Sierra repasó cada persona con la que había estado en contacto últimamente, pero no encontró nada. El único nombre que le vino a la mente fue Shane, pero no había forma de que alguien como él pudiera haberse acercado al Instituto de Astrofísica. Ese era el territorio de Draven. Y sin embargo, fue allí donde todo explotó.
Nadie estaba más furioso que el propio Draven. Cuando Autumn apareció, su rostro era una máscara de rabia. Después de trabajar con Sierra por un tiempo, sabía que ella no era el tipo de persona que cometía errores por descuido. Alguien claramente le había tendido una trampa. ¿La peor parte? No podía averiguar quién.

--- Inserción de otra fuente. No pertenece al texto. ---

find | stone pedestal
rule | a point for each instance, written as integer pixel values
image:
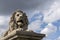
(23, 35)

—¿Quién más tuvo acceso a los datos del laboratorio además de ella? —preguntó Draven con brusquedad, sin molestarse en endulzar la situación.
Autumn parpadeó y luego captó instantáneamente su insinuación. Su rostro se oscureció de ira.
—Señor Draven, ¿qué demonios está tratando de decir? Ella es nuestra compañera junior. ¿Cree que nosotros la sabotearíamos?
Draven no vio ningún problema con la pregunta. Habló fríamente.
—Ella es extremadamente talentosa.
El mensaje implícito estaba claro: alguien celoso de ella podría haberla saboteado.
Autumn realmente se rió con incredulidad.
—¿Por qué no mira a su propia gente? Ustedes tenían mucho más acceso que nosotros. Y no se preocupe, también estaremos investigando. No vamos a dejar pasar nada. Espero que pueda entender eso.
Sus palabras expresaban «comprensión», pero su tono revelaba exactamente lo contrario.
Su opinión sobre Draven se desplomó por completo. Antes pensaba que su mal carácter solo emergía en temas de investigación, algo comprensible para todos. Cualquiera podía irritarse al enfrentar obstáculos. Pero ahora, comprendía que el carácter íntegro de Draven era cuestionable.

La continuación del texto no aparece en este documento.